Participants in the Transaction
Merchants Bancshares, Inc., Merchants Bank, NUVO Bank & Trust Company and their respective directors, executive officers and certain other members of management and employees may be deemed to be "participants" in the solicitation of proxies from the shareholders of NUVO in connection with the merger. Information about the directors and executive officers of NUVO and their ownership of NUVO common stock and other securities, and the interests of such participants, may be obtained by reading the proxy statement/prospectus when it becomes available.
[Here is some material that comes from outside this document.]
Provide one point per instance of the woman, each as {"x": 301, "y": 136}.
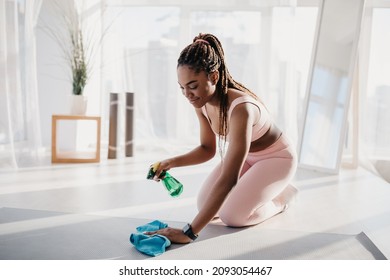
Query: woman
{"x": 251, "y": 183}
Cautionary Note Regarding Forward-Looking Statements
This press release contains statements that may be considered forward-looking statements within the meaning of Section 27A of the Securities Act of 1933 and Section 21E of the Securities Exchange Act of 1934. These forward-looking statements are intended to be covered by the safe harbor provisions of the Private Securities Litigation Reform Act of 1995, and this statement is included for purposes of complying with these safe harbor provisions. Readers should not place undue reliance on such forward-looking statements, which speak only as of the date made. These forward-looking statements are based on current plans and expectations, which are subject to a number of risk factors and uncertainties that could cause future results to differ materially from historical performance or future expectations. These differences may be the result of various factors, including, among others: (1) failure of the parties to satisfy the closing conditions in the merger agreement in a timely manner or at all; (2) failure of the shareholders of NUVO to approve the merger agreement; (3) failure to obtain required regulatory approvals for the merger; (4) disruptions to the parties' businesses as a result of the announcement and pendency of the merger; (5) costs or difficulties related to the integration of the business following the merger; (6) changes in general, national or regional economic conditions; (7) the risk that the anticipated benefits and cost savings from the transaction may not be fully realized or may take longer than expected to realize; (8) changes in loan default and charge-off rates; (9) changes in interest rates or credit availability; (10) possible changes in regulation resulting from or relating to financial reform legislation; (11) changes in levels of income and expense in non-interest income and expense related activities; and (12) competition and its effect on pricing, spending, third-party relationships and revenues. The foregoing list should not be construed as exhaustive, and Merchants and NUVO undertake no obligation to subsequently revise any forward-looking statements to reflect events or circumstances after the date of such statements, or to reflect the occurrence of anticipated or unanticipated events or circumstances.

For additional factors that could cause actual results to differ materially from those expressed in the forward-looking statements, please refer to the filings by Merchants Bancshares, Inc. with the SEC, including Merchants Bancshares, Inc.'s Annual Report on Form 10-K for the year endedDecember 31, 2014, which are available on the SEC's website atwww.sec.gov.